The army refused to abandon the plan despite opposition from the unholy alliance of slave owners and abolitionists. Black infantry, the generals insisted, must form a third of the regular forces in the Caribbean. Government ministers, exasperated with the colonists’ intransigence, agreed in October 1796 to purchase as many slaves as needed to bring the twelve regiments up to full strength. Major General Ralph Abercromby, commander-in-chief in the West Indies and a strong proponent of black troops, wanted to buy Creole or West Indian slaves rather than new captives from Africa. It was thought that West Indian slaves would be easier to train because they were acclimatised, understood at least some English, and knew local conditions. He envisaged a ratio of two Creoles for each African.

The colonists were almost as unwilling to sell slaves to the army as they had been to donate them; the few who were willing generally offered only the most truculent slaves or old and sickly men who could no longer work. It soon became clear that the only way to man the new regiments was to buy captives straight out of the slave ships as they arrived from Africa. Orders were placed through dealers, with the military expressing a preference for men from the most warlike tribes on the assumption they would make the best soldiers. It was further stipulated that the slaves be at least 16 years old, 5ft 3in tall, and unmarried. Such standards had to be frequently skirted because of the need to find thousands of men as quickly as possible. Skittish officials in London, nervous about criticism from colonists and abolitionists, shrouded the transactions in secrecy. Despite many difficulties, the army would buy some 13,000 slaves over the next decade.

Nothing in its long experience had seemingly prepared the British Army for the challenge of turning slaves into soldiers. Men, violently torn from their homes and all they knew, had to be moulded to fight for the people who had enslaved them, people of whose language, customs and values they knew little or nothing.

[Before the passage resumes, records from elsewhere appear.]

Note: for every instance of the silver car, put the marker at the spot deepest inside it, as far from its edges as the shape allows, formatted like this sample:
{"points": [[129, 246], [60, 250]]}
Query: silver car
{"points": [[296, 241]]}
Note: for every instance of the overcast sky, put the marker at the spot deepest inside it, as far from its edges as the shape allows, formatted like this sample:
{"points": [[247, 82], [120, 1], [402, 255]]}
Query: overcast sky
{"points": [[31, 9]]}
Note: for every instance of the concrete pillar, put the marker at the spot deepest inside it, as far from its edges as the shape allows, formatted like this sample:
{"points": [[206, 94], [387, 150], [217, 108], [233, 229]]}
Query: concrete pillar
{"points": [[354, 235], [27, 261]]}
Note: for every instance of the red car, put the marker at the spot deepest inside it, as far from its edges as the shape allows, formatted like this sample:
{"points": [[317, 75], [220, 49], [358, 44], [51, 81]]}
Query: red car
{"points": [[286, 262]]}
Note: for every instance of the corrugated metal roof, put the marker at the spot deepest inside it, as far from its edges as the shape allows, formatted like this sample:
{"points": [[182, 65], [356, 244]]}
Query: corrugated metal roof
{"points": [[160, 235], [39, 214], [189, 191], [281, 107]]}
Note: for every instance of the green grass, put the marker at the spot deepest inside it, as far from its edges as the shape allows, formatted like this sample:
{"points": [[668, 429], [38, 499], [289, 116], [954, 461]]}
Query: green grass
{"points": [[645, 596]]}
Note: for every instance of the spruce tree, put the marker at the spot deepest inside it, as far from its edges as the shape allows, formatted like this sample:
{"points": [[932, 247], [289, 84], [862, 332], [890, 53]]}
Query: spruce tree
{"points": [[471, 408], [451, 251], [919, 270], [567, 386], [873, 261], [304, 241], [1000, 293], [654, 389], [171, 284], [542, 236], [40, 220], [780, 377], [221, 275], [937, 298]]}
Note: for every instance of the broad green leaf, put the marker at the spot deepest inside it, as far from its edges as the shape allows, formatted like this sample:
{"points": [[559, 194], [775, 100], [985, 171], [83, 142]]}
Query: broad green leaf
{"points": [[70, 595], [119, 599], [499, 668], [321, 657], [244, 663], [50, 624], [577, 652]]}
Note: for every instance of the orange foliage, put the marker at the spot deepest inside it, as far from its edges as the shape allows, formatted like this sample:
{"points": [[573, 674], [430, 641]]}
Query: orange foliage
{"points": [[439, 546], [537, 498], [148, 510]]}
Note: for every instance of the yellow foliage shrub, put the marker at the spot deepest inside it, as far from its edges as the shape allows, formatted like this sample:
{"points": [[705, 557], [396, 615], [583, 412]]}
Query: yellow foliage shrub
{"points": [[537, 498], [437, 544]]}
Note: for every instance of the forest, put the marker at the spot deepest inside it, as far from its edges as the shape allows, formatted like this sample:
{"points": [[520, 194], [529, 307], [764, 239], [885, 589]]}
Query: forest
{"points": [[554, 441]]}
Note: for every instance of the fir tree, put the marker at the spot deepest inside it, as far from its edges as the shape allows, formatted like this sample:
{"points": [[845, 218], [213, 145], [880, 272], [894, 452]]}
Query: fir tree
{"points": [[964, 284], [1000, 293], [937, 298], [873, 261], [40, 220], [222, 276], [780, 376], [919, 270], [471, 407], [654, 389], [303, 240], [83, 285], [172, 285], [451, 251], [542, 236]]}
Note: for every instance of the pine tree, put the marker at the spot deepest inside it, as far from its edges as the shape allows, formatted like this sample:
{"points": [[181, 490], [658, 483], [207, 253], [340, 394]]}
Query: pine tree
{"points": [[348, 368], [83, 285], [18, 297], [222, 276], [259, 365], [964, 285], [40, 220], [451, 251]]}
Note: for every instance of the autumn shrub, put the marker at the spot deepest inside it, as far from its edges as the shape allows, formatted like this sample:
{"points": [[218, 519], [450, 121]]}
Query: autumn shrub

History is not without examples of slave troops. The Ottoman Empire had a long tradition of elite slave soldiers, albeit they were subjected from a very young age to intense religious and cultural indoctrination as well as military training. British soldiers were supposed to be proud, free-born volunteers and patriots. In reality, most recruits came from the very bottom of society – drunks, rogues, idiots, criminals, paupers, absconding husbands and the merely unfortunate. Long experience of controlling such men and turning them into some of the finest troops in the world meant the army was not entirely unprepared for the challenge of slave soldiers.

Slaves purchased by the army would have had little or no idea what faced them. They had been captured in wars or abducted in raids, marched to the coast in shackles, and held in slave pens. They then endured the arduous ocean crossing in the packed holds of slave ships, arriving in the West Indies in a state of shock, grief and fear. They faced further bewildering indignities as they were examined and prodded like livestock by army inspectors. Those who were accepted by the military were herded to the barracks by shouting NCOs and armed soldiers. Accustomed to the light, minimal dress of West Africa, the captives were forced into stifling, prickly and constricting uniforms – wool tunics, trousers, tight belts, leather neck stocks and headgear – all totally unsuited for the West Indian heat and humidity. Then came months of gruelling training and harsh discipline: of being forced to stand rigidly in ranks for hours; marching endlessly around a parade ground as NCOs bellowed and struck at them; being confined at night in dank and airless barracks; being herded to church services to worship a god they likely did not comprehend; and all with little or no idea of why.